DeKALB – Gov. Pat Quinn encouraged Northern Illinois University law graduates to follow in the tradition of the great trial lawyer Abraham Lincoln.
“You will make a difference, whatever that might be," Quinn said.
During his commencement address Saturday at the Convocation Center, Quinn emphasized the importance of ensuring nobody is left out of the opportunity to practice law. He also stressed the importance of higher education, providing justice to military members, and using a law degree to benefit society.
Quinn, who earned his law degree from Northwestern University and has been in public office for 35 years, also recognized state Senator Toi Hutchinson, who received her law degree with the group of 99 students.
Quinn said members of the military have faced danger all over the world, and lawyers can provide justice for them when they return home. He mentioned the difficulty for military members to adjust to civilian life, especially with tasks like finding a job, getting health care and furthering their education.
“All of these are issues that come up, unfortunately,” Quinn said. “They have legitimate grievances, and they need a lawyer to make sure that they receive justice.”
From Quinn’s speech, graduate Isioma Ebiringah said he took away the importance to advocate for those who cannot advocate for themselves.
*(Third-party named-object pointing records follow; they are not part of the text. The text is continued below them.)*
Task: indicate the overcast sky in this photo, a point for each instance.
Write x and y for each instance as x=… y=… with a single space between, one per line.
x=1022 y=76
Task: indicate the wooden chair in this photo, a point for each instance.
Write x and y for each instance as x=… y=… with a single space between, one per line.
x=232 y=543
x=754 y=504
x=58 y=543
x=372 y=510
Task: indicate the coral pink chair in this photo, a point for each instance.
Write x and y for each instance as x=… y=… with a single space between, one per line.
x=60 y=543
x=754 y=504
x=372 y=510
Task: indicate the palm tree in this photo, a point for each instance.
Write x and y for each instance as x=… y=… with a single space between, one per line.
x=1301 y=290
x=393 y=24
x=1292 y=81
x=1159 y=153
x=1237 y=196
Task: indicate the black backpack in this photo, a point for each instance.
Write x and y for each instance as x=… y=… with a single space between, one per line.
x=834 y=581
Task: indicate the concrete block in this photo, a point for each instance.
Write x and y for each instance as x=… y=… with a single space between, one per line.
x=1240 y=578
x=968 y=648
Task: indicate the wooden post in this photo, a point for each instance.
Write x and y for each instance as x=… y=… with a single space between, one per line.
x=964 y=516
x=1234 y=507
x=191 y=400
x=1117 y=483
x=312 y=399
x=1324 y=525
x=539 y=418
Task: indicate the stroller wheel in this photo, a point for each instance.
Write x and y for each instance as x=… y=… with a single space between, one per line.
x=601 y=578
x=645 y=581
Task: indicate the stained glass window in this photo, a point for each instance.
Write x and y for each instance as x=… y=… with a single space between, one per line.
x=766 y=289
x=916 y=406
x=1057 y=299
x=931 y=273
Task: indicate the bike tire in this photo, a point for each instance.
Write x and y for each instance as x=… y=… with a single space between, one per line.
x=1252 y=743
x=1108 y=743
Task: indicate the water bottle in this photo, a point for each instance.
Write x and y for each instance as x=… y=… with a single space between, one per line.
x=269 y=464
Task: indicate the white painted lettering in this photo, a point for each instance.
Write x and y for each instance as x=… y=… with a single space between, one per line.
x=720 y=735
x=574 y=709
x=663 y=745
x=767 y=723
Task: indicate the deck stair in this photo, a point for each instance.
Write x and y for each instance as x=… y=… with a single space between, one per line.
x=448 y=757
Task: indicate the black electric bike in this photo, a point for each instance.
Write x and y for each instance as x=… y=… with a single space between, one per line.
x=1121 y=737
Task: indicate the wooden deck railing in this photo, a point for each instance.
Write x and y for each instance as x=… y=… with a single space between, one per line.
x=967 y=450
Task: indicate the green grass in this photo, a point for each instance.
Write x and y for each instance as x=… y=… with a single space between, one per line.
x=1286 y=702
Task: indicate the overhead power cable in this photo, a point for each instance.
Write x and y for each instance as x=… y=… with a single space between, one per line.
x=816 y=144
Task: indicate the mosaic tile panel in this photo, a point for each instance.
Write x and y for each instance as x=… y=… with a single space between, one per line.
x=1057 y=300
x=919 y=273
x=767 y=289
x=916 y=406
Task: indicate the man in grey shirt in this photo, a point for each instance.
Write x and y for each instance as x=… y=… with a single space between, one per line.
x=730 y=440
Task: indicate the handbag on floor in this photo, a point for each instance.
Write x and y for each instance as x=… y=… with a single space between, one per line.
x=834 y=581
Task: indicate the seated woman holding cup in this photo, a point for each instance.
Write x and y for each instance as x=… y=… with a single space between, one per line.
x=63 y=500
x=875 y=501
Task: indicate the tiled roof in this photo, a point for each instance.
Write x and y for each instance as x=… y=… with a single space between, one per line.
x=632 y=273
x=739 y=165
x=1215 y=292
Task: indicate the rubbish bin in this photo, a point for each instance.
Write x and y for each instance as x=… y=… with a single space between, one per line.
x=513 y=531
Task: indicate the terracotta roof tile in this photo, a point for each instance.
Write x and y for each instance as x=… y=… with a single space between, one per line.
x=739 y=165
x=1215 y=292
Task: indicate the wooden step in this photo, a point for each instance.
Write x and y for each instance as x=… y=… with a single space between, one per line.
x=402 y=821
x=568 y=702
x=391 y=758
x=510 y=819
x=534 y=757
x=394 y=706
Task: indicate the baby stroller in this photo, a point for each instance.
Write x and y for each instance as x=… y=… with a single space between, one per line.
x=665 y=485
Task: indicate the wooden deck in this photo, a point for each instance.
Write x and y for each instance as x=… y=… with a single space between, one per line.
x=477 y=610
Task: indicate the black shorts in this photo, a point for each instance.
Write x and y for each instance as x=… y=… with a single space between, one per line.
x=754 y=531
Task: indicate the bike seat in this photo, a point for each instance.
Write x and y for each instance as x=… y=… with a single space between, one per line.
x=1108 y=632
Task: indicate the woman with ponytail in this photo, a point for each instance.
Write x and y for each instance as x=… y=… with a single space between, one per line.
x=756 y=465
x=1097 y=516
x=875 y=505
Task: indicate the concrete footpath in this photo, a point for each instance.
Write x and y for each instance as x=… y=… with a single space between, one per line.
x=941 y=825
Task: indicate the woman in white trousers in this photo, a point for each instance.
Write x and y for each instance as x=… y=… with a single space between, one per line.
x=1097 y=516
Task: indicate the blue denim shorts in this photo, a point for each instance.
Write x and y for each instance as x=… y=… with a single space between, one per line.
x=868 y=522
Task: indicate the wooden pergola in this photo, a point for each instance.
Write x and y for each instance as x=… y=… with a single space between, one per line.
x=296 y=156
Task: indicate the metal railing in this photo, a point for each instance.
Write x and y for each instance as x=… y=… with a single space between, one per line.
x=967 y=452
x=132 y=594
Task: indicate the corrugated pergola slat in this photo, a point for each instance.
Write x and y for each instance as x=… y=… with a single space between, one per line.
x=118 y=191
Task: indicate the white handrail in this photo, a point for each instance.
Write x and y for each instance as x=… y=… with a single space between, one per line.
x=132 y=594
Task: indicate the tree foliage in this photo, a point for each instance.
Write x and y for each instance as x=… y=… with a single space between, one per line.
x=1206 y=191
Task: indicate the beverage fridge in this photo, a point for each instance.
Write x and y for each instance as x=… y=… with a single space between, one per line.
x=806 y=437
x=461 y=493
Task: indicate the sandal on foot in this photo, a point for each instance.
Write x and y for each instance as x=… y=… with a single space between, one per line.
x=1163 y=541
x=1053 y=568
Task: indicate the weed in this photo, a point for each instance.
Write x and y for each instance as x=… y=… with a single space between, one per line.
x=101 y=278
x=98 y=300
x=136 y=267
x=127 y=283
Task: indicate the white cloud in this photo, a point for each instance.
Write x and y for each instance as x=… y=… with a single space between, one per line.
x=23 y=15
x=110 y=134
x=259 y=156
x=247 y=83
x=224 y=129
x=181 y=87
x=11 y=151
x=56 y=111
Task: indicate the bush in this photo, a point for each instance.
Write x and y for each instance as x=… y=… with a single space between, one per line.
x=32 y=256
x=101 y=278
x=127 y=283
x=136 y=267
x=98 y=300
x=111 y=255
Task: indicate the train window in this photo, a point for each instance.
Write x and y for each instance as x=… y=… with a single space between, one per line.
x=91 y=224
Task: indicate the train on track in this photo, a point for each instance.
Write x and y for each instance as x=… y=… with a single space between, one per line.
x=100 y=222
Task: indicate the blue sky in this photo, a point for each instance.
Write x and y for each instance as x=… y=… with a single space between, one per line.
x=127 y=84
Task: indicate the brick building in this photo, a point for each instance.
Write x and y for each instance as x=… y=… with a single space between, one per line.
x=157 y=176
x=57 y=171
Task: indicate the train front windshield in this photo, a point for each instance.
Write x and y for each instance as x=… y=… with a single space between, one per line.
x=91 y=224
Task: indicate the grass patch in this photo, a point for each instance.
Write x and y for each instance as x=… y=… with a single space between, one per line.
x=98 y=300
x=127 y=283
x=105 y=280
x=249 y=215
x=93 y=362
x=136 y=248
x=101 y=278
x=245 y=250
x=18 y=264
“I think that’s as much flack as attorneys get in our society,” Ebiringah said. “It’s our duty to uphold the Constitution and protect those who cannot protect themselves. Whatever law you practice, we have a job to protect people. I feel his speech pounded on that and he knows we have this ability and we can change our society.”
Quinn said he wants Illinois to be a leader when it comes to helping returning military personnel.
He also said the strongest thing the state can do to improve democracy is to invest in education. Quinn was recently at NIU in April for a Monetary Award Program (MAP) grant rally, to help students afford a college education. He said the opportunity to learn is important, but it must be affordable.
“If we don’t invest in our early childhood, K though 12 and also our community colleges and definitely our four-year universities and our graduate schools, including this law school,” Quinn said, “Illinois will go backward.”
Graduate Peter Fitzgerald said he appreciated how Quinn acknowledged that a college education is a “team effort” of family, friends and other supporters.
“It’s very important you have the vision on how you take your legal education and make a difference,” Quinn said. “Those who are officers of the court … have a special duty to our society.”